Le sujet a été abordé chez ClaudeL mardi. L'éternelle question québécoise : la langue. LE sujet sur lequel j'arrive pas à me positionner.
Est-ce que je préfère parler français plutôt qu'anglais? Oui, bien sûr... à condition qu'on me permette joual et anglicisme. Parce que le français de France, c'est pas lui ma langue maternelle.
Est-ce que je me verrais écrire dans une autre langue que le français? Jamais de la vie! ... sauf que des fois je dois le faire pour le travail... et que quand j'écris de la fiction, j'aime bien pouvoir utiliser quelques anglicismes... voire, des fois, j'haïrais pas que certaines tournures anglaises existent en français... ou qu'il y ait moyen de traduire punch par quelque chose de plus court que "coup de poing"...
Est-ce que je vais faire apprendre le français à mes futurs enfants? Bien entendu... mais je vais sans doute aussi décréter une "journée anglais" par semaine dans la maison, pour les aider à devenir bilingues plus rapidement que moi (je n'ai acquis ce qualificatif qu'à l'université).
Est-ce que j'utilise des mots anglais comme email, blog, chat, downloader...? Ben oui.

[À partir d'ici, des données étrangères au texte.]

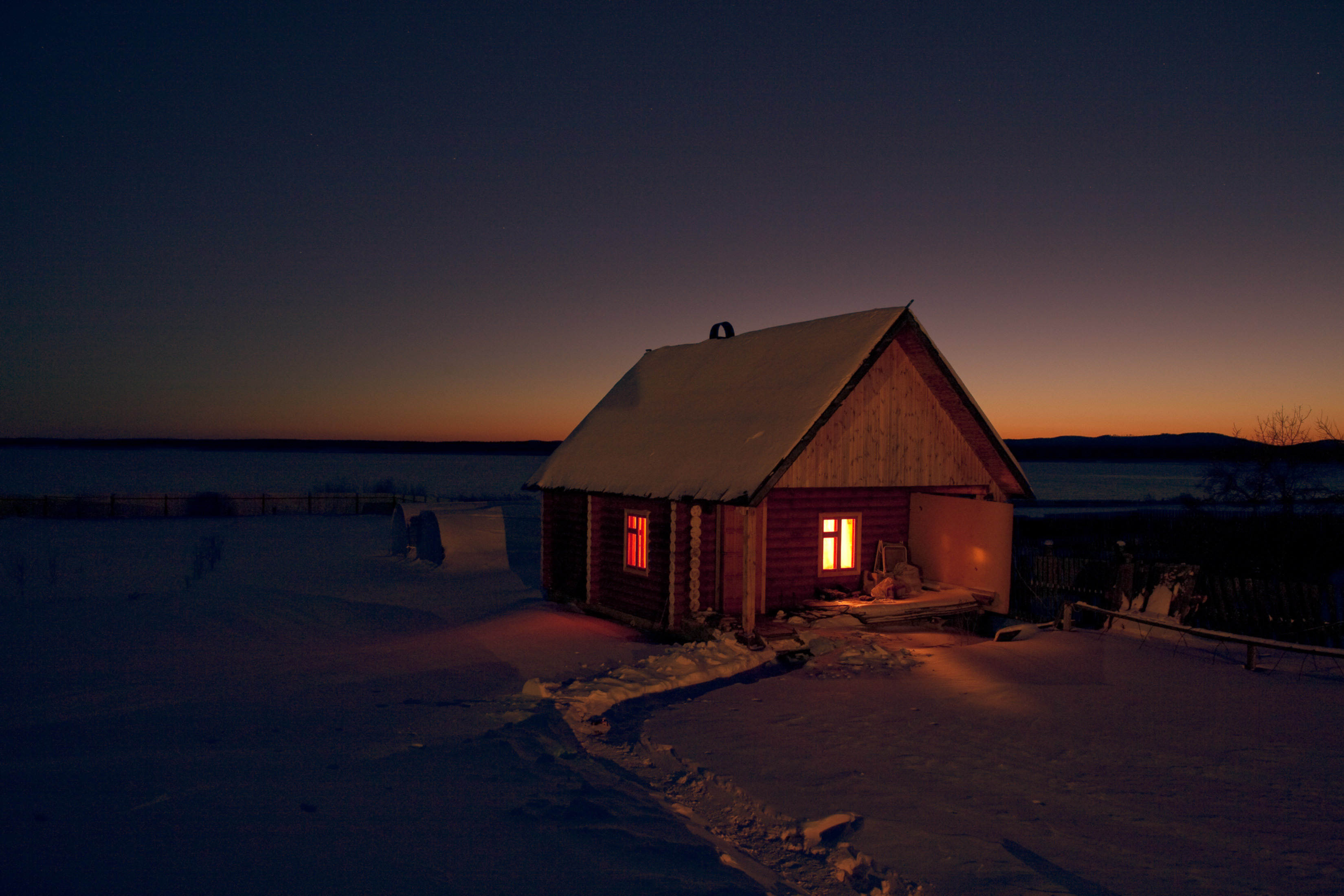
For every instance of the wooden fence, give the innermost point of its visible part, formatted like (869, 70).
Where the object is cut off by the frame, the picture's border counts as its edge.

Tout le temps. Je suis mariée à un informaticien. Entre le moment où une réalité apparaît et le moment où le mot français est inventé, j'ai déjà pris l'habitude du terme anglais, alors...

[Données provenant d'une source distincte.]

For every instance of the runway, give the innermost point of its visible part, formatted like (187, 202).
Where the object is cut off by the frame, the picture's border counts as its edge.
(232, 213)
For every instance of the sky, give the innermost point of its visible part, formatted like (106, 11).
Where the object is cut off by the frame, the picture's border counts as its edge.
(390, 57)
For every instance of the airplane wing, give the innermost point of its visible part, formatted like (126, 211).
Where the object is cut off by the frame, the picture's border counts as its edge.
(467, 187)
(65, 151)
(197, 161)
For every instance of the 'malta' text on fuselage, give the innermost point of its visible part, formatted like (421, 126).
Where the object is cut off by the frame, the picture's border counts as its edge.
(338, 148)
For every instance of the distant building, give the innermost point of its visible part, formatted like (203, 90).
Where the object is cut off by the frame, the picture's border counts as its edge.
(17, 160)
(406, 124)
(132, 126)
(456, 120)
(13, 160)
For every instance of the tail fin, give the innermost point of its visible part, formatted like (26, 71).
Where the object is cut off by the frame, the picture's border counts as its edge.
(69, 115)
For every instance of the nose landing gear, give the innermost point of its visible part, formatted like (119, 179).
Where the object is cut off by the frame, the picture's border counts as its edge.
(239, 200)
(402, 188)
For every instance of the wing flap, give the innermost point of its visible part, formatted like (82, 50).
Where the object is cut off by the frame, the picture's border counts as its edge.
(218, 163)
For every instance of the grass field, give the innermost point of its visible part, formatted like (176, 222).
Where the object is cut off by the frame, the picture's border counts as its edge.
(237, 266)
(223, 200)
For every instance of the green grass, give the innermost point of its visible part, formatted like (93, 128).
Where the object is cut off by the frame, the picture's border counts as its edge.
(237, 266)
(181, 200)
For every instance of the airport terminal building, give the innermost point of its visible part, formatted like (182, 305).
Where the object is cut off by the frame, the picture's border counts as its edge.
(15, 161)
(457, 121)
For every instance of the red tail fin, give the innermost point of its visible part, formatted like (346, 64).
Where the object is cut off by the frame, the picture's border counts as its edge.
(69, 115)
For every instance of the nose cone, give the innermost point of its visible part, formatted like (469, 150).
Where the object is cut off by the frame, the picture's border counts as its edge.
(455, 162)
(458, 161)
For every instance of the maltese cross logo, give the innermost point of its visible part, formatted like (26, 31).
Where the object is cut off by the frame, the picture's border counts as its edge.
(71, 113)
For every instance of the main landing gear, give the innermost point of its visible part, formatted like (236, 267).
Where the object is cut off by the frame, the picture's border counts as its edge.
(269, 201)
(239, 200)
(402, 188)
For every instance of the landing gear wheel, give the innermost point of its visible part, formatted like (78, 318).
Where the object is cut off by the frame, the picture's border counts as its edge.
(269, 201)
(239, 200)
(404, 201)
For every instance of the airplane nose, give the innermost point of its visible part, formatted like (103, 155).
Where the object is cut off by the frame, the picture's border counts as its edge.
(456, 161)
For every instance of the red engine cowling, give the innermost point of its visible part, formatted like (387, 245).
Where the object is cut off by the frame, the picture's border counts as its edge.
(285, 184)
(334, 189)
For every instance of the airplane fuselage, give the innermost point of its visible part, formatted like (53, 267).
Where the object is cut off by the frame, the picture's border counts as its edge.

Est-ce que ça m'insulte quand on me parle en anglais? Non. Les trois quarts du temps, je réponds dans la même langue, sans même m'apercevoir que la situation pourrait sembler incongrue ou politiquement incorrecte. Même chose pour les sites internet ou les logiciels en anglais seulement : ça ne me demande pas d'effort, alors je ne les remarque pas. Par contre, une version traduite avec des fautes m'agresserait.
Pire encore que cet encouragement passif à l'usage de l'anglais : il m'arrive de proposer à mon interlocuteur de parler anglais quand je constate qu'il rame trop en français. En fait, c'est purement égoïste comme choix : non seulement ça a tendance à accélérer la conversation, mais en plus j'aime mieux entendre de l'anglais bien prononcé que du français tout croche.
Je pense pas que je suis traître à ma patrie ou traître à ma langue pour autant. Des fois je me dis que ce qui différencie un Québécois d'un Canadien anglais, de nos jours, ce n'est plus le fait que le Québécois est francophone, mais bien le fait qu'il est bilingue. Parler deux langues, c'est une richesse inestimable, je m'en rends compte depuis que j'y arrive.
Évidemment, le danger c'est que, dans deux générations, nos descendants ne voient plus l'intérêt de leur première langue... Peut-être qu'on devrait donc commencer tout de suite à leur vanter les vertus du bilinguisme au lieu de se concentrer sur le seul français?
Vous en dites quoi, vous?
11 commentaires:
Apprendre d'autres langues, anglais, espagnol, allemand, je suis d'accord. Anglais surtout au Québec pour des raisons évidentes. Là où je ne suis pas d'accord, c'est de les mêler (comme dans plusieurs sites Internet d'ailleurs). Quand je vais aux États-Unis, je parle anglais et croyez-moi je rame. Mais quand je parle français, je parle... en français. Il ne viendrait pas à l'idée à un anglophone bilingue d'utiliser le mot courriel ou télécharger alors pourquoi en français, on utiliserait e-mail ou downloader? Et parler québécois plutôt que fran^cais de France, je suis entièrement d'accord.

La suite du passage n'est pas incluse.